I might protest at this juncture in some other entry that I had a point. I’m not sure that I do, unless it is to say that some moments in your life will never be forgotten. And many of these moments are ingrained on my psyche forever.
I had entries written in my head for my Grandma’s birthday (in JULY) and for other occasions, but they never made it to the page. Well, the title did. For when I was alone a year ago tonight – so alone – after they took my Grandma away and my Mom left, I didn’t know what do to. I had decided to stay with Lucy, her cat. That’s when I looked at her things. That’s when I laughed at some of the “collections” and cried at the beautiful letters written back and forth between she and my Grandfather.

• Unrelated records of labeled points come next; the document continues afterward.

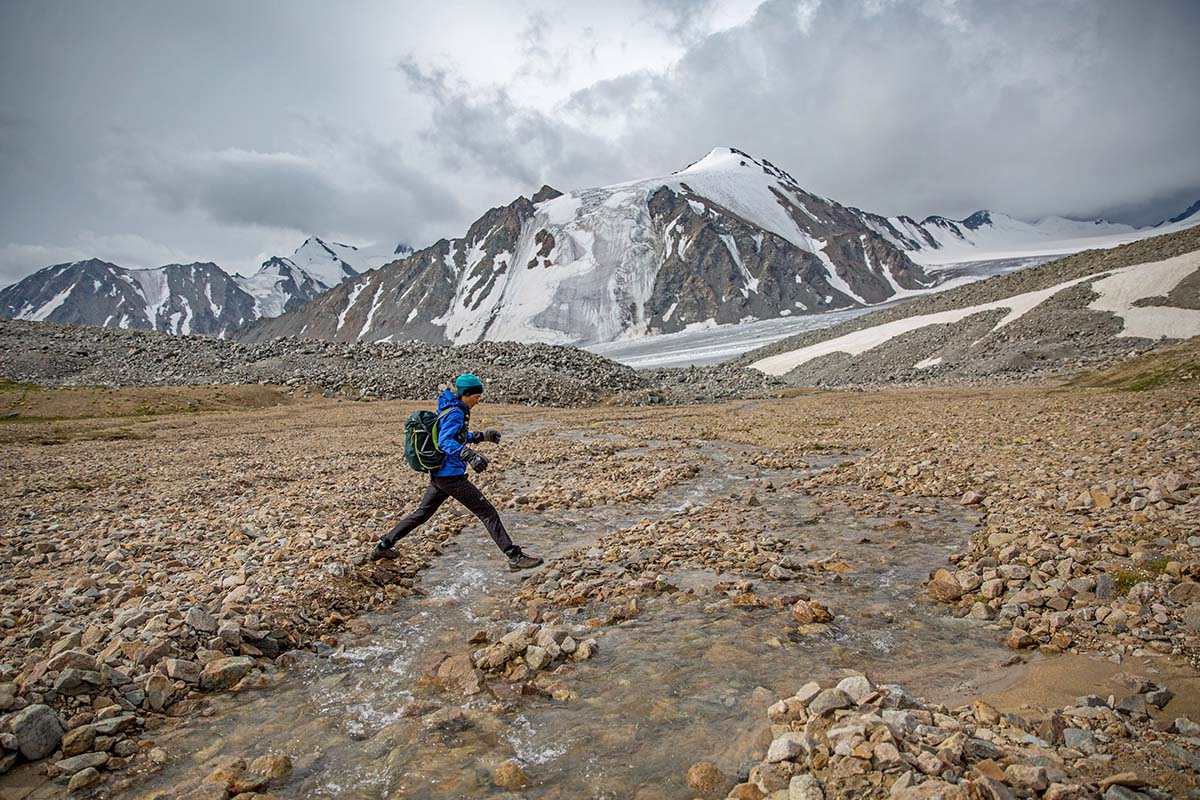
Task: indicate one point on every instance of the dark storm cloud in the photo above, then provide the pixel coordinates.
(490, 132)
(1031, 108)
(149, 131)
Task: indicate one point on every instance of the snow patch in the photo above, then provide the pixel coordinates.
(1117, 292)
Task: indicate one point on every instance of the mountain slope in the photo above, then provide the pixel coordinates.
(179, 298)
(726, 239)
(987, 235)
(1090, 307)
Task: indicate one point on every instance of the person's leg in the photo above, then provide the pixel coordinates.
(430, 503)
(465, 492)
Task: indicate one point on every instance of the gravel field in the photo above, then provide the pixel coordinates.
(155, 563)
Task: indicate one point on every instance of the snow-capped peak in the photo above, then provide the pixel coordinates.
(328, 263)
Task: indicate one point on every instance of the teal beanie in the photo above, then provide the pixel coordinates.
(468, 384)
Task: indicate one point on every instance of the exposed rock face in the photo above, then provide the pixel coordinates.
(539, 374)
(1090, 308)
(726, 239)
(179, 298)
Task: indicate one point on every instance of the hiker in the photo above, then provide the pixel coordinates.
(450, 480)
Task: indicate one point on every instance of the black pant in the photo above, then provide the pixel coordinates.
(465, 492)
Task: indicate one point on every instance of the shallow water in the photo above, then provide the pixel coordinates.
(679, 683)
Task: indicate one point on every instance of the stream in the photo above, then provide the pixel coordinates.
(677, 684)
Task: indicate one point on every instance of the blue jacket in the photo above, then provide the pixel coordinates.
(450, 431)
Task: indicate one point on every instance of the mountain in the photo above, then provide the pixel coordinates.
(1091, 307)
(937, 242)
(179, 298)
(727, 239)
(1191, 212)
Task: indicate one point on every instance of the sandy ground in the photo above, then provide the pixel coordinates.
(257, 505)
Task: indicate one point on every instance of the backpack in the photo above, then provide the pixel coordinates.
(421, 440)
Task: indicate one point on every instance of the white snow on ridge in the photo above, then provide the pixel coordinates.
(349, 302)
(1117, 292)
(1008, 238)
(40, 314)
(1120, 292)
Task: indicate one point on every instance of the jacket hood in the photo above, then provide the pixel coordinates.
(448, 398)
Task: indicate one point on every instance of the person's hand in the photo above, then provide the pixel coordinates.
(478, 461)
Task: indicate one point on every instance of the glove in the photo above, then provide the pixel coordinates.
(478, 461)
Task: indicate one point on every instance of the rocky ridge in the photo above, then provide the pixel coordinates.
(726, 239)
(538, 374)
(180, 299)
(859, 740)
(1053, 341)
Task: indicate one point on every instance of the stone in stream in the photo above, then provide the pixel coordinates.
(707, 781)
(805, 787)
(201, 620)
(37, 731)
(509, 775)
(183, 669)
(945, 587)
(789, 746)
(84, 779)
(807, 612)
(857, 687)
(274, 767)
(223, 673)
(537, 657)
(78, 740)
(456, 673)
(829, 701)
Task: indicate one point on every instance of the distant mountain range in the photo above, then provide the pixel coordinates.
(937, 242)
(727, 239)
(1085, 308)
(181, 298)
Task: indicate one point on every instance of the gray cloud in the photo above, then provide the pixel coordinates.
(910, 107)
(228, 132)
(487, 131)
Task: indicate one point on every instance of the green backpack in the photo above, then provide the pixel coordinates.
(421, 440)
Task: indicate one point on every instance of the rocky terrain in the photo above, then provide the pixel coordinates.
(222, 551)
(726, 239)
(538, 374)
(931, 340)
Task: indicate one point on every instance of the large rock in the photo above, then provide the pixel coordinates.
(457, 674)
(76, 763)
(707, 781)
(805, 787)
(201, 620)
(945, 587)
(790, 746)
(223, 673)
(37, 729)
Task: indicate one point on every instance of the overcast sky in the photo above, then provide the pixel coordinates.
(156, 132)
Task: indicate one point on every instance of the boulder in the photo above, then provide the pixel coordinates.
(37, 731)
(223, 673)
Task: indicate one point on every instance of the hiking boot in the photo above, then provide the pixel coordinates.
(381, 552)
(522, 561)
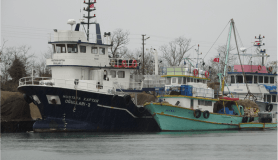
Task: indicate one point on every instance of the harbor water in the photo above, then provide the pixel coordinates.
(239, 145)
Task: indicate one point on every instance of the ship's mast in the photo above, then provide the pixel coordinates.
(259, 50)
(90, 8)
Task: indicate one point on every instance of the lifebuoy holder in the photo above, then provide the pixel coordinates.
(207, 74)
(195, 72)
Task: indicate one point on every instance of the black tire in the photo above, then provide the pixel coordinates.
(197, 113)
(206, 114)
(127, 99)
(28, 99)
(244, 119)
(114, 100)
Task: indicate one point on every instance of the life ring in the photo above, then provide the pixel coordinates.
(207, 74)
(269, 107)
(270, 69)
(127, 99)
(114, 100)
(206, 114)
(134, 63)
(28, 99)
(195, 72)
(124, 64)
(244, 119)
(197, 113)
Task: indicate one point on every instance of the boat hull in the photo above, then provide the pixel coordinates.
(90, 111)
(174, 118)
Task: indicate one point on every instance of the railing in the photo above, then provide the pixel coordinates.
(124, 63)
(91, 85)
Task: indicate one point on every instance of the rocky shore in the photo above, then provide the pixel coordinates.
(15, 114)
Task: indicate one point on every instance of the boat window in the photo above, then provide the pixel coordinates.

I put on her anniversary band – ten diamonds in a band of white gold. She bought it herself on her Fiftieth Wedding Anniversary and it was the ring I remembered her wearing the most in the last decade. She was a little embarrassed that she’d purchased it for herself, but we all reassured her that my Grandpa would have wanted her to have it.
The ring is mine now. At some point after her Birthday, I started wearing it not just regularly, but night and day. My LIVESTRONG™ and other wristbands are a fixture as well unless I’m showering or the like. The most recent, a colo-rectal cancer wristband sent to me from Germany – a gift from my beloved Soul Sister, Henrike, was purchased in my Grandma’s honour.
So day and night, I wear my Grandma’s ring. I sleep with the diamonds on, because I cannot forget one year ago tonight. Nor can I forget a lifetime in which my beautiful Grandma was always, ALWAYS there for me. I will love you forever, Grandma.